Слепой. Ловушка для слепого
– Кончайте базар, – прервал их беседу первый мордоворот, выплевывая под ноги окурок. – Кудрявый ждет, а мы стоим тут и светимся на весь район. Давай, Активист, садись за баранку. Дяди хотят прокатиться.
Глава 4
О трех вокзалах речь больше не заходила. Сегодняшний маршрут напоминал повторение вчерашнего: через Театральную площадь и Охотный ряд по Воздвиженке к Новому Арбату, оттуда через Калининский мост на Кутузовский проспект. Проезжая мимо 1812 года улицы, Активист, не поворачивая головы, покосился направо, но тип в кашемировом пальто сидел рядом с ним неподвижно, как манекен, и опять курил сигарету, время от времени вынимая ее изо рта четким механическим движением. Судя по его виду, больше всего его беспокоило, чтобы пепел с кончика сигареты не упал на его кашемировое пальто. Он смотрел прямо перед собой и не произнес ни слова с тех пор, как они проехали Триумфальную арку.
– Куда едем? – в очередной раз спросил Виктор.
– Прямо, – послышалось с заднего сиденья. Тип, сидевший рядом с Активистом, даже не повернул головы.

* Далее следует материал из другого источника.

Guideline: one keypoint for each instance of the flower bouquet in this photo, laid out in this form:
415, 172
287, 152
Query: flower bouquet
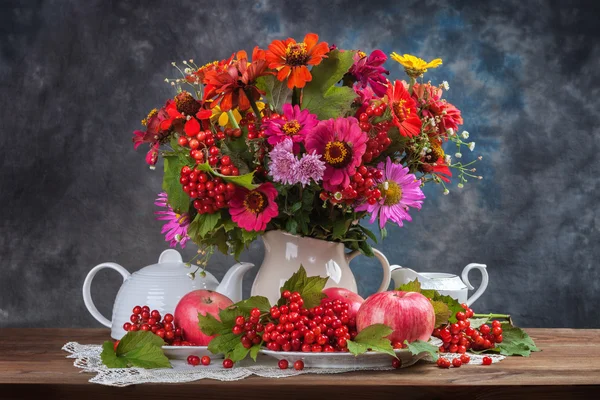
301, 137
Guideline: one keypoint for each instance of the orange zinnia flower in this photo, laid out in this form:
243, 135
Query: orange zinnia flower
290, 58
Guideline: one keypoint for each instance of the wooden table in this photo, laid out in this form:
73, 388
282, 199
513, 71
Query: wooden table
33, 365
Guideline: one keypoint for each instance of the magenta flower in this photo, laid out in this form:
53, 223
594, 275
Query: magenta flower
400, 190
175, 229
294, 124
342, 144
369, 71
283, 164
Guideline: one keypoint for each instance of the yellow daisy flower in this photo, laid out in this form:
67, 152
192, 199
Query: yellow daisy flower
415, 66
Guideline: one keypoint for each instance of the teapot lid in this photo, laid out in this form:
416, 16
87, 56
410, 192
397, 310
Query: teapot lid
169, 263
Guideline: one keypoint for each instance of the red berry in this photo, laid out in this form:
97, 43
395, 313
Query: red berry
193, 360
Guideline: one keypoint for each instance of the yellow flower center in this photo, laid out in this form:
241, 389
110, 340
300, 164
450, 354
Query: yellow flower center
392, 195
400, 110
255, 202
290, 128
338, 154
296, 54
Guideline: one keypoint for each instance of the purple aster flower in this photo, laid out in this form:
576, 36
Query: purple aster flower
283, 163
399, 190
310, 167
369, 71
175, 229
294, 124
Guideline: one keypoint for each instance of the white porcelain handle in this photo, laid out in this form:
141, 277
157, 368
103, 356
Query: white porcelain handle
484, 281
387, 274
87, 284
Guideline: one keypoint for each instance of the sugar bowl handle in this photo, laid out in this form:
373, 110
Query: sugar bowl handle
87, 284
484, 280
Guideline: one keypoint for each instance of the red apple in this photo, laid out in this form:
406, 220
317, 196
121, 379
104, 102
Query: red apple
353, 299
409, 314
198, 301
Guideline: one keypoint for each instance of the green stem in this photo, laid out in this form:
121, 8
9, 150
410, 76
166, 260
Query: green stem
254, 106
296, 94
505, 316
232, 119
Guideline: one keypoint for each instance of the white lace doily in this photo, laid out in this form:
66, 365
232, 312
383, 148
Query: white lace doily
87, 357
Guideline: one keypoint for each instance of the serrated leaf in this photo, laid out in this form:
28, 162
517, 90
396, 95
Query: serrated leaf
131, 340
321, 96
109, 357
177, 198
442, 312
373, 337
418, 346
209, 325
276, 92
241, 180
148, 356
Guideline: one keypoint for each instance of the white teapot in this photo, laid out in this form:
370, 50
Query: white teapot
446, 284
159, 286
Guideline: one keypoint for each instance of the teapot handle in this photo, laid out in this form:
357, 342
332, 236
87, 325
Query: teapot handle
384, 264
484, 281
87, 284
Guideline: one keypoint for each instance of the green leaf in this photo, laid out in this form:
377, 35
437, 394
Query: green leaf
137, 339
418, 346
148, 356
109, 357
321, 96
310, 288
209, 325
515, 342
241, 180
373, 338
177, 198
276, 92
203, 224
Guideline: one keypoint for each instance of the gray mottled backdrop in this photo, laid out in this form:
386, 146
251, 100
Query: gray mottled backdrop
77, 76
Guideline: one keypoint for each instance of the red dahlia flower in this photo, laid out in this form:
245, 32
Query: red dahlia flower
404, 110
290, 58
253, 209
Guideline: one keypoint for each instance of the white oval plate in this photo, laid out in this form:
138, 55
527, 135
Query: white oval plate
182, 352
346, 360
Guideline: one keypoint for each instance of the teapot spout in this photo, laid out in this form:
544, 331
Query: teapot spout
231, 285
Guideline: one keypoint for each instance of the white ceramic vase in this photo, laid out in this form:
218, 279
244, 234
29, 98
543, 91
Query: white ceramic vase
285, 253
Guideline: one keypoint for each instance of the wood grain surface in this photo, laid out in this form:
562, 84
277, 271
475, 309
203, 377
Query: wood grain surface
32, 365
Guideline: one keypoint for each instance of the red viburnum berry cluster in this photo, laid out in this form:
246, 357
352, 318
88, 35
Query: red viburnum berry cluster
210, 193
460, 336
142, 319
378, 140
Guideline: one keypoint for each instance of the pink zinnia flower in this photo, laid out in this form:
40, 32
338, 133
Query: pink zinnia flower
369, 71
400, 190
294, 124
253, 209
175, 229
342, 144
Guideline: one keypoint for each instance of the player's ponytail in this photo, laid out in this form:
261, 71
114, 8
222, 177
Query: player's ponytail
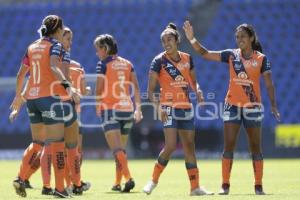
50, 25
107, 41
171, 28
251, 32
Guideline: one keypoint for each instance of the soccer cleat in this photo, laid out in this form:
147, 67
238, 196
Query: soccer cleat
63, 194
19, 186
85, 186
259, 190
27, 184
47, 191
116, 188
200, 191
149, 187
224, 189
129, 185
77, 190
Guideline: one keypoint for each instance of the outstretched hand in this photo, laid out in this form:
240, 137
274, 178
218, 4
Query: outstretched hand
188, 29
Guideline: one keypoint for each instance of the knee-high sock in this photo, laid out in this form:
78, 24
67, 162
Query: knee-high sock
193, 174
28, 158
121, 158
46, 161
118, 173
34, 166
258, 166
226, 166
158, 168
74, 165
58, 160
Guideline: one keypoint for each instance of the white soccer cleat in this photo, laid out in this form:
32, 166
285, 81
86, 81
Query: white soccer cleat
200, 191
149, 187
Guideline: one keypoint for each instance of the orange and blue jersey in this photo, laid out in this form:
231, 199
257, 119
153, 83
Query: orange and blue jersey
76, 73
244, 84
117, 75
174, 79
42, 82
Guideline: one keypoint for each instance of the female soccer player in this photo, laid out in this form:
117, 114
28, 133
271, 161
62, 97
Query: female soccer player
45, 87
116, 76
174, 70
76, 75
243, 100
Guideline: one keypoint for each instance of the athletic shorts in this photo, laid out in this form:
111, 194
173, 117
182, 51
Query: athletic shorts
47, 110
179, 118
250, 117
117, 120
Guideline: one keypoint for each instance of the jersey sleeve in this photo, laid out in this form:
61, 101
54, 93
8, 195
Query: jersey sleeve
266, 66
56, 49
191, 63
225, 54
25, 59
101, 68
155, 65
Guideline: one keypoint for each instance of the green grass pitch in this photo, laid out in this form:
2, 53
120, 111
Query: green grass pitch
281, 180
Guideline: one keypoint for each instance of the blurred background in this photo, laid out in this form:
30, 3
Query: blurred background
137, 25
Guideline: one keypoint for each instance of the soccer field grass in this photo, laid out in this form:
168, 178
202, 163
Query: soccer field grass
281, 180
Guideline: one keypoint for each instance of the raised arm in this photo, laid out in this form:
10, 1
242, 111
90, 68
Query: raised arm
207, 54
19, 99
196, 87
152, 82
271, 93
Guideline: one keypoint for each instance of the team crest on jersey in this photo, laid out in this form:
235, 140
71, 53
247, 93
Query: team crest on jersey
254, 63
237, 66
242, 75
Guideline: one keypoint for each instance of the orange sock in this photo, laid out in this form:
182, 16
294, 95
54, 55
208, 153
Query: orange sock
34, 166
258, 165
226, 169
67, 172
28, 158
194, 177
46, 161
158, 169
118, 173
226, 166
58, 160
74, 165
120, 155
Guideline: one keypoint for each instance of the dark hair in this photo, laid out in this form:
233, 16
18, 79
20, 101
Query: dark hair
107, 41
171, 28
67, 30
251, 32
50, 25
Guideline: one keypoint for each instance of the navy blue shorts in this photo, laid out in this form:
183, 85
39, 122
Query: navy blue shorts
70, 114
250, 117
47, 110
179, 118
112, 120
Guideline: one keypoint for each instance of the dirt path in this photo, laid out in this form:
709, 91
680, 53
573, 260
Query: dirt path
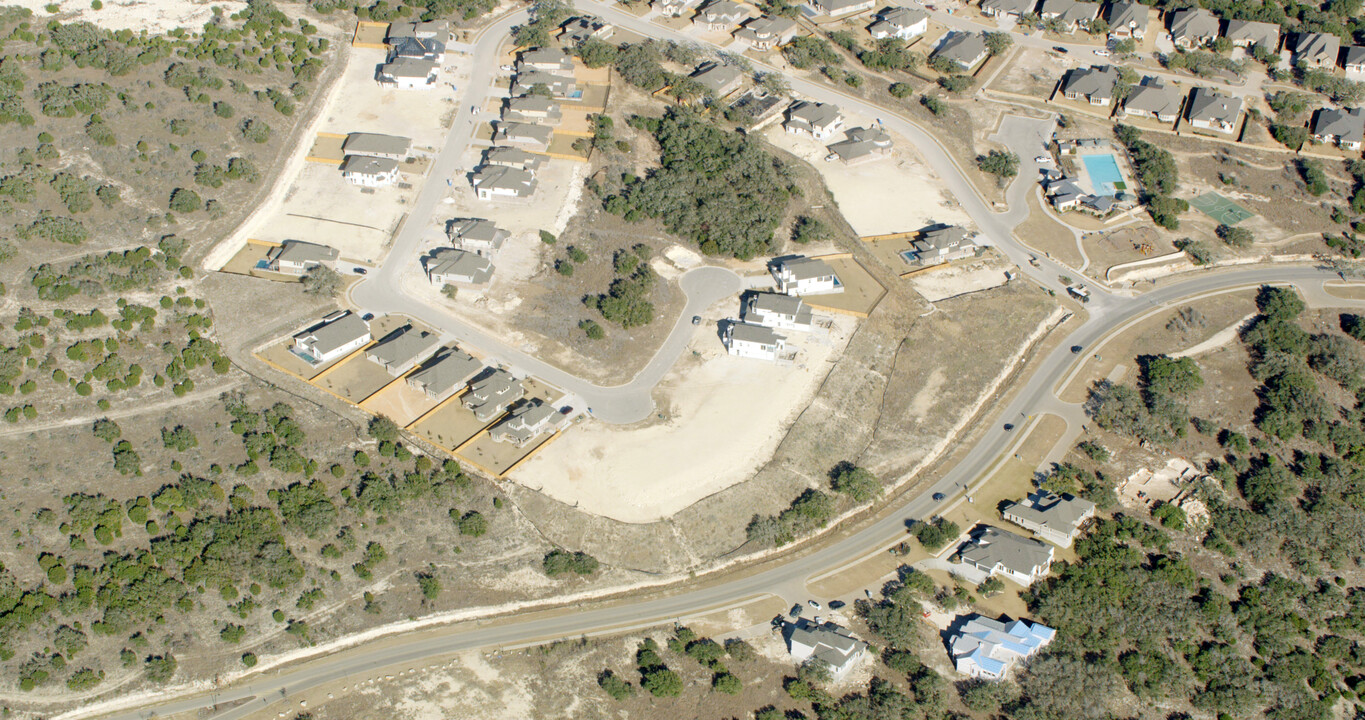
119, 414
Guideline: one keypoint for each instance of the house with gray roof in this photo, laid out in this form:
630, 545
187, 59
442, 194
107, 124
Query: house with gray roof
1070, 14
1210, 109
898, 22
477, 235
401, 349
1002, 8
1246, 33
447, 267
494, 182
298, 257
507, 156
369, 171
967, 49
1193, 28
718, 78
861, 145
1342, 127
1128, 21
943, 243
815, 119
998, 552
1055, 518
527, 421
1094, 84
445, 373
800, 275
1316, 49
826, 642
767, 32
333, 338
490, 395
526, 134
1154, 99
531, 109
777, 310
987, 649
377, 145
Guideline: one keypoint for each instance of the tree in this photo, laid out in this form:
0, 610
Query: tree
999, 163
322, 280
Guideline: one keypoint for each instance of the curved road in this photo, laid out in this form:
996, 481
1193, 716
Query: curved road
703, 287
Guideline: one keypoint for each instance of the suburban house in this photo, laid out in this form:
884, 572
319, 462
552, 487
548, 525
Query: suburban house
527, 421
673, 8
451, 369
335, 338
943, 243
1128, 19
493, 182
296, 257
1008, 8
447, 267
531, 109
1208, 109
900, 22
766, 32
826, 642
528, 134
967, 49
1342, 127
377, 145
777, 310
806, 276
418, 48
720, 79
490, 395
369, 171
475, 235
721, 15
556, 85
998, 552
987, 649
1092, 84
1193, 28
838, 8
507, 156
1055, 518
1354, 59
584, 26
545, 60
1246, 33
408, 74
1154, 99
815, 119
401, 350
1316, 49
861, 144
1070, 14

Виктор перестроился в крайний левый ряд и увеличил скорость. Торопиться ему было некуда, но и поездка в такой компании доставляла ему мало удовольствия. Он всегда поступал именно так: видя, что неприятностей уже не избежать, пер напролом навстречу опасности, справедливо полагая, что раньше сядешь – раньше выйдешь. То обстоятельство, что его до сих пор не тронули даже пальцем, вселяло в него осторожный оптимизм: если бы Кудрявый хотел его крови, ему вовсе незачем было затевать всю эту бодягу с телефонными звонками и поездками через весь город. Ему достаточно было послать одного из своих мокрушников с пистолетом, и от Активиста не осталось бы ничего, кроме скромной плиты на каком-нибудь подмосковном кладбище да коротенькой людской памяти.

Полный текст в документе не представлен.